When I discovered creative nonfiction I’d just turned thirty, was self-schooled in queer and activist literatures, newly in love with the woman who is still my spouse, newly sober, even newly tattooed, and recently returned to university. I’d dropped out of pre-journalism school in the late 1970s, in part because no line of study fit me and no course syllabus included the books I was reading. More than one professor told me feminist and lesbian content was not literary and I didn’t even know I could major in creative writing, so I left college to work as a community organizer, a waitress, a feminist theater publicist and a temp secretary—and to write.
When I returned to school, in the 1980s heyday of radical theory, the academic mood had changed. I knew I was a writer by then, and I was no longer the only one intent on studying writing in ways that put the desires of the body before convention. I began work on a self-designed BA that merged creative writing, poetics, film studies, a bit of feminist theory–trying to make a place for myself—but I also knew that places shift and lived narrative is never linear. Discovering, in a writing workshop, creative nonfiction was like finding my lost city.

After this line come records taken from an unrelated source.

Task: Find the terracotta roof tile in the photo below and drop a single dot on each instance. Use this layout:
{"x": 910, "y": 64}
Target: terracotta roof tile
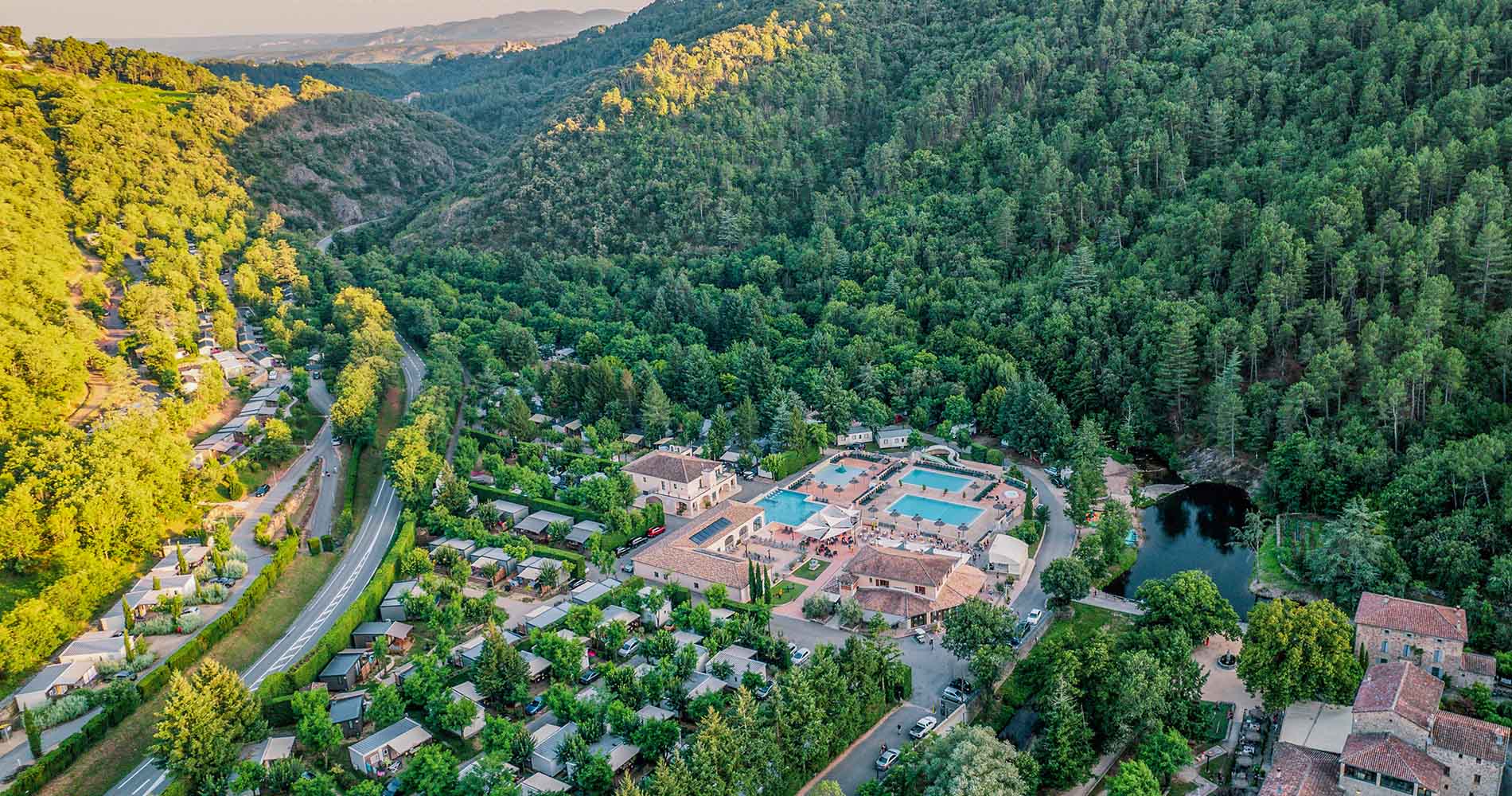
{"x": 1401, "y": 688}
{"x": 1300, "y": 771}
{"x": 902, "y": 565}
{"x": 1411, "y": 616}
{"x": 1471, "y": 736}
{"x": 667, "y": 466}
{"x": 1394, "y": 757}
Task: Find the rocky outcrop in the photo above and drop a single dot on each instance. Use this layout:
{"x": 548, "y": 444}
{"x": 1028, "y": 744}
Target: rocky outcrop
{"x": 1214, "y": 465}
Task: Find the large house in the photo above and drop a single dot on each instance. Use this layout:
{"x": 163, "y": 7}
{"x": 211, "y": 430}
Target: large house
{"x": 1397, "y": 742}
{"x": 912, "y": 583}
{"x": 708, "y": 550}
{"x": 684, "y": 485}
{"x": 1390, "y": 628}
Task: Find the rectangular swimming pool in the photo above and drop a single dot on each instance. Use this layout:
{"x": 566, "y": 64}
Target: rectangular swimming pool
{"x": 933, "y": 478}
{"x": 835, "y": 474}
{"x": 932, "y": 509}
{"x": 788, "y": 507}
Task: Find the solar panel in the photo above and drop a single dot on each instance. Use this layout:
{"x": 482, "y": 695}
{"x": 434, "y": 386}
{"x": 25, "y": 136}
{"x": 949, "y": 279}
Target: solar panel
{"x": 714, "y": 529}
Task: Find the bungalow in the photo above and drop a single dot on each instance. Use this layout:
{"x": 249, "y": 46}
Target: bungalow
{"x": 855, "y": 435}
{"x": 583, "y": 530}
{"x": 548, "y": 739}
{"x": 270, "y": 750}
{"x": 539, "y": 784}
{"x": 348, "y": 712}
{"x": 460, "y": 545}
{"x": 618, "y": 751}
{"x": 55, "y": 681}
{"x": 396, "y": 634}
{"x": 392, "y": 606}
{"x": 510, "y": 512}
{"x": 741, "y": 660}
{"x": 347, "y": 669}
{"x": 894, "y": 436}
{"x": 590, "y": 592}
{"x": 1007, "y": 556}
{"x": 374, "y": 754}
{"x": 94, "y": 646}
{"x": 468, "y": 690}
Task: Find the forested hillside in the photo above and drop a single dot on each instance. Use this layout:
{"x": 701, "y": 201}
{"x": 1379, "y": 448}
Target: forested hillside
{"x": 332, "y": 159}
{"x": 120, "y": 215}
{"x": 1268, "y": 228}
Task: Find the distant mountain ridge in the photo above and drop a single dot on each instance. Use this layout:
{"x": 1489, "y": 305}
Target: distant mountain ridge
{"x": 411, "y": 45}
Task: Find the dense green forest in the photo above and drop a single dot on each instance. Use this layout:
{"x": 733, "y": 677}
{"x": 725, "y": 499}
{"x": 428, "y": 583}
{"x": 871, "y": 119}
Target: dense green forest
{"x": 330, "y": 159}
{"x": 1266, "y": 228}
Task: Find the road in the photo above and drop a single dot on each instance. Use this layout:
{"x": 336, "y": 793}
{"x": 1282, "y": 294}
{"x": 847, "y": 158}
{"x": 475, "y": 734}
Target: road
{"x": 933, "y": 666}
{"x": 363, "y": 552}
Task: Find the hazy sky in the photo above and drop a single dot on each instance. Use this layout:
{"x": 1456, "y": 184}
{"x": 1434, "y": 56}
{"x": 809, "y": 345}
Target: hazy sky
{"x": 142, "y": 18}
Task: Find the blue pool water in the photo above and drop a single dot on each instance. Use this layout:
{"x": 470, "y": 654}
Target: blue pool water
{"x": 788, "y": 507}
{"x": 930, "y": 509}
{"x": 935, "y": 480}
{"x": 835, "y": 474}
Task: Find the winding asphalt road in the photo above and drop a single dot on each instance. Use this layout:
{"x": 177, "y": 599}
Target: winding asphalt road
{"x": 363, "y": 552}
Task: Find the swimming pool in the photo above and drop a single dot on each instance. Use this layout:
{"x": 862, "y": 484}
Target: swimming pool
{"x": 835, "y": 474}
{"x": 930, "y": 509}
{"x": 932, "y": 478}
{"x": 788, "y": 507}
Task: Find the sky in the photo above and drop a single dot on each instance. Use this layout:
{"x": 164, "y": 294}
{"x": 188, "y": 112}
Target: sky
{"x": 146, "y": 18}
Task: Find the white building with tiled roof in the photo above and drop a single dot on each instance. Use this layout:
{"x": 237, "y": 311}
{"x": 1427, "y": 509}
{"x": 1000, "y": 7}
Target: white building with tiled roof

What I’ve loved, from the start, about CNF has been the ways this genre is creatively weird, much like myself—both misunderstood and claimed by more than one constituency, attentive to form but difficult to classify, with quirky yet intentionally designed exteriors, slippery rules, a mutating understanding of identity, a commitment to getting past the bullshit and making unexpected connections, and a grounding in an unmasked, yet lyric, voice.